Increased permeability of the inner membrane uncouples mitochondrial respiration and may improve cell survival and mitochondrial respiration [6]. Optimized mitochondrial respiration is of importance in remodeling of infarcted tissue because chronic oxidative stress is attenuated [7]. This mechanism may explain the long term reduction in heart failure observed in the EMPA-REG trial.
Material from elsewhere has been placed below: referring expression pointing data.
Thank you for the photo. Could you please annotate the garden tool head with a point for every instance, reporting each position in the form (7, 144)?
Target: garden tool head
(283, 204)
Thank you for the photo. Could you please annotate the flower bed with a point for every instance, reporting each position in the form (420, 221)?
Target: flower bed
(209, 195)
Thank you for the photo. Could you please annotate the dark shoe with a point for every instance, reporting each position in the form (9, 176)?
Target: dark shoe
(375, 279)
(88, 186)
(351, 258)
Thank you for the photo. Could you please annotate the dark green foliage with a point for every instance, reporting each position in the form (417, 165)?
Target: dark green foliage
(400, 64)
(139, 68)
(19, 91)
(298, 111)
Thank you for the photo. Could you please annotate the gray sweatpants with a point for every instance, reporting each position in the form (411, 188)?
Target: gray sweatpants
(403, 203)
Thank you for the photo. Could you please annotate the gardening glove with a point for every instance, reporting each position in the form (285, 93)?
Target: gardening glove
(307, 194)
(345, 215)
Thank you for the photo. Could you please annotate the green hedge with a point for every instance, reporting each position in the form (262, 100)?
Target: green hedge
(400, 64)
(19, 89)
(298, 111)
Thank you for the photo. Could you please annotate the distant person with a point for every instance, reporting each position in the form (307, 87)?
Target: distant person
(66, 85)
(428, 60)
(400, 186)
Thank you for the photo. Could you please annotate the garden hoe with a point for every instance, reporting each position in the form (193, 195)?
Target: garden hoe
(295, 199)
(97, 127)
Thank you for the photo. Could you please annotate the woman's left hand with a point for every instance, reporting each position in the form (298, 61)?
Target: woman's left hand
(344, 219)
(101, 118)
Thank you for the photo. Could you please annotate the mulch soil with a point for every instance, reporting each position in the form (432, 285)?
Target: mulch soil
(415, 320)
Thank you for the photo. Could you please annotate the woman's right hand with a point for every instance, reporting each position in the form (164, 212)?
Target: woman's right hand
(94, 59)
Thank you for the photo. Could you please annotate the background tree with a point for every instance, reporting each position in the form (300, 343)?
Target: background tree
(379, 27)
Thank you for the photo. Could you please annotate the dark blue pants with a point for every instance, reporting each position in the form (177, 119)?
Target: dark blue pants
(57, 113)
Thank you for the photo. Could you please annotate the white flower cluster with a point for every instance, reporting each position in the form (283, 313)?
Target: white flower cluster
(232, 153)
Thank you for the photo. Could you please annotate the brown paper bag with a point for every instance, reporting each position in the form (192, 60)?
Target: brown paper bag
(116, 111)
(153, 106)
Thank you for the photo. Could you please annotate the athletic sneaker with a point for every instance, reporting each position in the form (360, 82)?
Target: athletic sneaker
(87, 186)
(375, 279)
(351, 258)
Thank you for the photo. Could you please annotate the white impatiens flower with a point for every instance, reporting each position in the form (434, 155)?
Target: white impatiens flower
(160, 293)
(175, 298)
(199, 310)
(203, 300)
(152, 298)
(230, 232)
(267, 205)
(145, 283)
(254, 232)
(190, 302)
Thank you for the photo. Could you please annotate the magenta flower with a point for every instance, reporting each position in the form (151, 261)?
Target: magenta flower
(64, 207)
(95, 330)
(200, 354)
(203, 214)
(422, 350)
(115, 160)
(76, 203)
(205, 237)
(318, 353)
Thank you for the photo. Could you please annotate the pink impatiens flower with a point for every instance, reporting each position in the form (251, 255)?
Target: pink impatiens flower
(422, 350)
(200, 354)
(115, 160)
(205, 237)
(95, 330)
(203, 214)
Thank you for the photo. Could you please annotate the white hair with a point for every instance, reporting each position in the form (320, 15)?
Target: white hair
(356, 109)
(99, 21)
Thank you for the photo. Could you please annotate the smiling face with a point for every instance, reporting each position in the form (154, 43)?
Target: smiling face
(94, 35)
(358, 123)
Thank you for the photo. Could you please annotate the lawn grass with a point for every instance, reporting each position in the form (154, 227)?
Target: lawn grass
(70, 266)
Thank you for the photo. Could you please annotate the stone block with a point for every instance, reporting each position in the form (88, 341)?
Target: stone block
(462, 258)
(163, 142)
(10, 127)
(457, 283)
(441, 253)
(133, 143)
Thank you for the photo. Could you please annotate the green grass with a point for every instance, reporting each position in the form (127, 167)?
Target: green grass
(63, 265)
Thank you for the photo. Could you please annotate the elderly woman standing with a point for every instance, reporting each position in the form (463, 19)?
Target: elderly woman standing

We used a non-diabetic rat heart model to examine the genuine cardioprotective effect of empagliflozin independent on the metabolic disarrays inherent to diabetes mellitus. Whether similar results can be extrapolated to the diabetic heart remains a limitation.
In conclusion, empagliflozin per se does not reduce infarct size in the isolated perfused non-diabetic rat heart. However, empagliflozin modulates post-ischemic mitochondrial function independently of β- hydroxybutyrate indicating that empagliflozin itself may modulate post-infarction left ventricular remodeling and development of heart failure. Further studies are needed to apprehend the protective properties of empagliflozin.
We sincerely thank Hans Nymand Pedersen and Casper Carlsen Elkjær for their technical assistance.
The present study was supported by grants from the Danish Council for Strategic Research (Innovation fund, 11-115818) and Aarhus University.